ピーナッツの根からの分泌物と善玉菌であるバルクホルデリア・パイロシニア P10菌の遺伝子発現の変化について

College of Life Sciences, Guizhou University, 550025 Guiyang, Guizhou, Chinaのグループは、ピーナッツの根からの分泌物と善玉菌であるバルクホルデリア・パイロシニア P10菌の遺伝子発現の変化について報告しています。
https://www.ncbi.nlm.nih.gov/pmc/articles/PMC10061817/

ピーナッツの根からの分泌物は、主に有機酸とアミノ酸で構成されていましたが、糖、アルコール、脂肪酸、糖アルコール、糖酸などの成分も含まれていました。検出された化合物には、比較的高濃度で存在するリンゴ酸、乳酸、コハク酸、ピルビン酸、シュウ酸、クエン酸などの低分子量有機酸が含まれていました。アラニン、グリシン、プロリン、バリン、フェニルアラニン、イソロイシン、チロシン、メチオニン、スレオニン、グルタミン酸、セリン、リジン、アスパラギン、グルタミン、アスパラギン酸など、さまざまなアミノ酸も検出されました。キシロース、アロース、リキソース、およびリボースは、ピーナッツの根からの分泌物の中で最も顕著な糖であり、脂肪酸(パルミチン酸、ステアリン酸、ミリスチン酸、オレイン酸、パルミトレイン酸など)、アルコール(4-ヒドロキシフェニルエタノール、ミオイノシトール、フィトール)、糖アルコール(トレイトール、キシリトール、ソルビトール、アラビトールなど)、糖酸(ガラクトン酸、グルコン酸、トレオン酸など)、その他の成分(インドール-3-アセトアミドおよび尿素)も含まれていました。

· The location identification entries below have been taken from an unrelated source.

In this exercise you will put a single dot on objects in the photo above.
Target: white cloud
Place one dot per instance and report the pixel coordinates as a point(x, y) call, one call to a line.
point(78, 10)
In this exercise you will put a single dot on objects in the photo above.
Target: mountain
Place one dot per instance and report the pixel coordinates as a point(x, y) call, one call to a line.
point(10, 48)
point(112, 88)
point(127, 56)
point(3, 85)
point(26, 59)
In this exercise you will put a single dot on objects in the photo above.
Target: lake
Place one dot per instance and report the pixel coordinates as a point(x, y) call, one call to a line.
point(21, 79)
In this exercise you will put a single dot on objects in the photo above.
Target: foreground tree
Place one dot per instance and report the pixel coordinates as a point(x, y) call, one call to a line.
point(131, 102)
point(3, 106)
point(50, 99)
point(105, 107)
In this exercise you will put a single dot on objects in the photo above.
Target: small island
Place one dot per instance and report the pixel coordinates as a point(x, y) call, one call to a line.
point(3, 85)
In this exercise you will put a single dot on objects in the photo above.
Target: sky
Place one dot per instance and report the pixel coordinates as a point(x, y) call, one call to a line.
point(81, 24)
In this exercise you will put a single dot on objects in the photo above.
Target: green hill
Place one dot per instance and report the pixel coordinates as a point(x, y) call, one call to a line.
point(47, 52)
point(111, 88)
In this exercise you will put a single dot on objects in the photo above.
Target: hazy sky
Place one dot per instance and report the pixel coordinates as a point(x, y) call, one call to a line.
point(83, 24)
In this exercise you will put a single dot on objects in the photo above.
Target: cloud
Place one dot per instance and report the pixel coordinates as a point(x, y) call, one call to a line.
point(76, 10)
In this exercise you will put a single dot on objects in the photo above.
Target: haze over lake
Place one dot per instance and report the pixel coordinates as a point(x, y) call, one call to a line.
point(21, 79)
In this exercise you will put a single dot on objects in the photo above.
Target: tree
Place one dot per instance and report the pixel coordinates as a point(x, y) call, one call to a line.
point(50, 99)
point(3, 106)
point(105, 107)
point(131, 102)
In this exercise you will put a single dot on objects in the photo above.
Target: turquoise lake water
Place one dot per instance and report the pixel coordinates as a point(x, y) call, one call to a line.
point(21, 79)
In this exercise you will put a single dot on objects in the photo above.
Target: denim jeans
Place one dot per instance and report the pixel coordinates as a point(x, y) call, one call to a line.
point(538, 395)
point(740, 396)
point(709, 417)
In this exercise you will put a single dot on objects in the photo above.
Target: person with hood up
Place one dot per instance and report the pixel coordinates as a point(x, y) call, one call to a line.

一方、バークホルデリア・パイロシニア P10菌において発現が昂進している遺伝子は、ATP結合カセット(ABC)トランスポーター、ステロイド分解、クオラム センシング(QS)、シデロフォア グループの非リボソーム ペプチドの生合成、およびガラクトース代謝に関連しています。より具体的には、発現レベルが 1.01 ~ 5.83 倍昂進した47 個の遺伝子が、ミネラルおよび有機イオン、オリゴ糖、単糖、アミノ酸、ペプチド、鉄シデロフォア、および ATP 結合カセット サブファミリー C(ABCC)らの輸送に関連していました。 場合によっては、アルカンスルホン酸輸送に関与する ssuA-C-B 遺伝子、afuA-B-C 遺伝子(Fe3+ 輸送)、proX-W-V 遺伝子(グリシンベタイン/プロリン輸送)、および araF-H-G 遺伝子(L-アラビノース輸送)を含む遺伝子クラスター全体の転写が観察されました。更に、QS に関与する 19 の遺伝子とステロイド分解に寄与する4つの遺伝子の発現が昂進していました。シデロフォア グループ非リボソーム ペプチドの生合成に関与する3つの遺伝子とガラクトース代謝に関連する5つの遺伝子の発現レベルも昂進していました。P10菌の接着とバイオフィルム形成に関連する遺伝子の発現にも変化が見られ、グルコースとマンノース、アミノ糖、およびリボースの代謝を媒介する経路では、マンノース-1-リン酸を GDP-マンノースに変換する酵素をコードするマンノース-1-ホスホグアニルトランスフェラーゼ遺伝子 algA の発現が昂進していました。生成された GDPマンノースは、重要なエキソポリサッカライド構成要素であり、バイオフィルムの主成分であります。